Directly before the title card for Claire Denis’ “Bastards,” we see a man (Vincent Lindon) in a taxicab, looking out the back window, the landscaped divided by the horizontal lines of the rear defroster.

Then we see the title card, and immediately afterward there’s a shot of a woman (Chiara Mastroianni) and her young son, only this time the view is divided by the vertical lines of a wrought-iron fence. The visual message is clear – these two families are in direct opposition to each other, and cannot co-exist.

From there, Denis builds a film noir that flirts with conventions of the genre before taking us in much more deeply than we thought we would go. “Bastards” is being marketed as the first bonafide thriller from the director of “White Material” and “Friday Night,” but in Denis’ fragmented, jagged film, the thrills soon give way to a mounting sense of dread.

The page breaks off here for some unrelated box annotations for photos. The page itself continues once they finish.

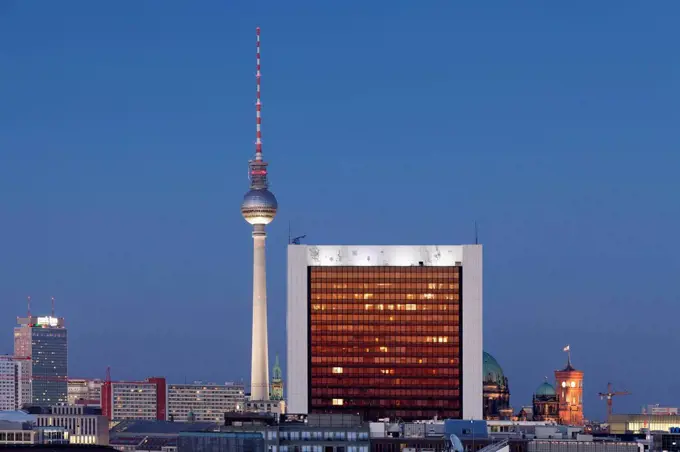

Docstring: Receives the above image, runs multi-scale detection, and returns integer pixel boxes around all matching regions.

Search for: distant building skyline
[0,355,31,411]
[101,377,167,421]
[287,245,483,420]
[241,27,278,401]
[14,314,68,406]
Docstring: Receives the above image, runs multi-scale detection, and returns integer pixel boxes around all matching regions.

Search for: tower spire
[255,27,262,160]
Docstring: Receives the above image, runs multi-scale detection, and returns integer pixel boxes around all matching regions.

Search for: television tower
[241,27,278,400]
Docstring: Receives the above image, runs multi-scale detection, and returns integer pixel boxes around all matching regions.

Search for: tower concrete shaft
[250,224,269,400]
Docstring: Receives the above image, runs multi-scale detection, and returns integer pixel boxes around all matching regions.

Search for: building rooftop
[111,420,217,436]
[483,352,505,386]
[535,381,557,397]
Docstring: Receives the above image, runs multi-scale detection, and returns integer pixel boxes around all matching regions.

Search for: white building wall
[286,245,309,414]
[286,245,483,419]
[0,355,31,411]
[36,406,109,446]
[462,245,484,419]
[167,383,245,422]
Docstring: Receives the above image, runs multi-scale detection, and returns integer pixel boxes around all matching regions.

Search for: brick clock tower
[555,345,583,425]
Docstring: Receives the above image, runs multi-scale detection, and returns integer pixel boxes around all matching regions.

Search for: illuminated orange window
[308,266,462,420]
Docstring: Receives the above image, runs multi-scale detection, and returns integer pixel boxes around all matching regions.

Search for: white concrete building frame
[286,245,483,419]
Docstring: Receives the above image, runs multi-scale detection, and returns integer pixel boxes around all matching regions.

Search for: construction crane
[598,383,630,420]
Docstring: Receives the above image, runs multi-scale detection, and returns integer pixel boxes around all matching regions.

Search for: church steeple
[271,355,283,400]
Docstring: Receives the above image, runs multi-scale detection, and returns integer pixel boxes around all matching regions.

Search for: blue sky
[0,0,680,417]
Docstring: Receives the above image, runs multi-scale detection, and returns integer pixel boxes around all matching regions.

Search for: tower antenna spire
[255,27,262,160]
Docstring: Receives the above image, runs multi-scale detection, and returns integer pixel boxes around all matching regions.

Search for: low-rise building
[28,405,109,446]
[168,382,245,422]
[101,377,167,421]
[220,413,370,452]
[67,378,104,406]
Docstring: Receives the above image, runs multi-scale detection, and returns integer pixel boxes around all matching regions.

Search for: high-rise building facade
[0,355,31,411]
[241,27,278,401]
[68,378,104,405]
[101,377,167,421]
[168,382,246,422]
[14,315,68,406]
[286,245,483,420]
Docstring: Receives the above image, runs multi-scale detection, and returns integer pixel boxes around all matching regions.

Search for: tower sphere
[241,188,279,224]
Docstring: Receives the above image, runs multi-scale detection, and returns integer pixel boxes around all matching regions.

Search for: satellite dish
[449,433,465,452]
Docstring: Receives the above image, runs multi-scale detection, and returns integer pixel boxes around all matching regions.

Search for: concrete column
[250,224,269,400]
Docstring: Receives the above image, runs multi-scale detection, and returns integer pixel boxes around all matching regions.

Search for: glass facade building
[286,245,483,420]
[14,317,68,406]
[308,266,462,419]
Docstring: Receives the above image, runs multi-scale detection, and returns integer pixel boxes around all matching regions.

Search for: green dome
[536,381,556,396]
[483,352,505,386]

The man in the taxi is Marco, a sea captain who has spent years on the ocean, estranged from his sister and her family. He is home on a mission of revenge; his brother-in-law has committed suicide, and his teenaged niece (Lola Creton) is in a state of drug-addled shock, found by police wandering the streets naked. In both cases, the culprit seems to be Edouard Laporte (Michel Subor) a billionaire and the brother-in-law’s former business partner. He has had his way with the family, ruined them and discarded them.

Despite Marco’s antipathy towards his weak-willed sister, he can’t accept that, and rents an empty apartment in the same building as Laporte’s mistress Raphaelle (Mastroianni) and her young son (both seen at the opening of the film). Denis keeps us off-balance, jumping around in time, presenting isolated images that don’t make sense until later in the film (and sometimes never at all). Marco strikes up an affair with Raphaelle as a way of entering the family’s life, looking for answers, trying to draw a link between Laporte and his psychologically damaged niece, and between the niece and a sex ring located on a deserted farm outside Paris.

For stretches, you could see “Bastards” as a straight thriller, the granite-faced Lindon a Liam Neeson type smashing up Paris looking for justice. But Denis is deliberately withholding all of her cards, and what seems like a simple revenge thriller blackens into a disturbing tale of the intoxicating corruption of power, and the futility of an underclass trying to fight against it.